Juillet et août avaient été chauds, caniculaires par épisodes.
Les arbres n’avaient reçu aucune goutte d’eau, les figues et le raisin pendaient, presque secs très concentrés en sucre.
Le noyer était fatigué par les attaques de la mouche du brou et ne présentait que des boules noires dont la majeure partie jonchait le sol. Les tomates touchées par la nécrose apicale, dite cul noir, avaient mauvaise mine et cela me désolait. La nature semblait fatiguée et le ciel, dès l’aube, présentait une luminosité inhabituelle.
Je m’étais levé très tôt bien avant tout le monde, il faisait encore nuit. J’attendais la lueur d’une lanterne aurorale, plus blanche que celle d’un crépuscule lorsque le jour levant s’annonça à l’horizon, derrière les montagnes.
J’avais l’impression que le soleil n’était plus à sa place. Les rayons matinaux qui habituellement éclaircissent la partie est du village s’annonçaient vers le sud comme si la terre avait dévié de sa trajectoire.
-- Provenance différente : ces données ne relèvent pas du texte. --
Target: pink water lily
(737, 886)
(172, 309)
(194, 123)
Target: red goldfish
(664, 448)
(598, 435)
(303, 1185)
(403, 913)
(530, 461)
Le quartier était encore endormi, les poules, perchées dans le poulailler gloussaient bizarrement. Les chats harets, qui d’ordinaire fuyaient dès qu’ils me voyaient passer dans le jardin, avaient grimpé au sommet des chênes, collés par deux. Les oiseaux fondaient vers la vallée en lâchant des sifflements aigus à vous glacer le dos. Quelque chose d’étrange se préparait, je gardais mon calme, baignant dans une sérénité totale comme si mon être avait perdu le sens du réel. J’ai toujours rêvé de rencontrer des extraterrestres avant de partir pour un ailleurs inconnu et cette étrangeté qui se dessinait convenait à mes désirs.

Les premiers rais sont apparus plein sud. Un disque noir envoyait des lumières irisées à la manière d’un arc en ciel, s’élevait sans à-coups et sans bruit. La nature prenait toutes les teintes d’une palette de peintre aquarelliste. Visiblement ce n’était pas le soleil mais une sorte de boule qui s’approchait inexorablement de mon jardin, s’immobilisant juste au-dessus de moi. Un faisceau lumineux dirigé sur ma tête ne laissait plus aucun doute : j’étais la personne visée.
Un Alien au visage de tomate, entre verdeur et maturité, a d’abord figé mes émotions. J’étais d’un calme sidéral, hypnotisé par la douceur infinie d’un être venu d’ailleurs. Ses gestes paisibles et son regard troublant m’avaient fasciné puis placé sous influence.
Incapable d’émettre la moindre hostilité, j’avais l’impression qu’un envoyé du ciel, descendu directement d’un paradis, venait expressément à ma rencontre.
Les visiteurs avaient circonscrit les environs immédiats de sorte que personne ne pouvait voir ce qui se passait autour de moi. D’un pas lent, le regard profond, l’extraterrestre semblait intrigué par l’état de mes tomates. Il inspecta soigneusement mes plants déjà bien attaqués par le mildiou, s’approcha de moi et d’une voix douce me dit :
– Ne t’inquiète pas, viens avec moi, je vais te montrer comment cultiver ton jardin.
– Tu veux dire bien cultiver ma vie comme mon jardin ?
– Oui, les deux. Tu vois, je suis tomate galactique venue de la galaxie du Sombrero et je connais le secret des solanacées. Tu en auras des juteuses, en équilibre parfait entre le sucre et l’acidité… Viens !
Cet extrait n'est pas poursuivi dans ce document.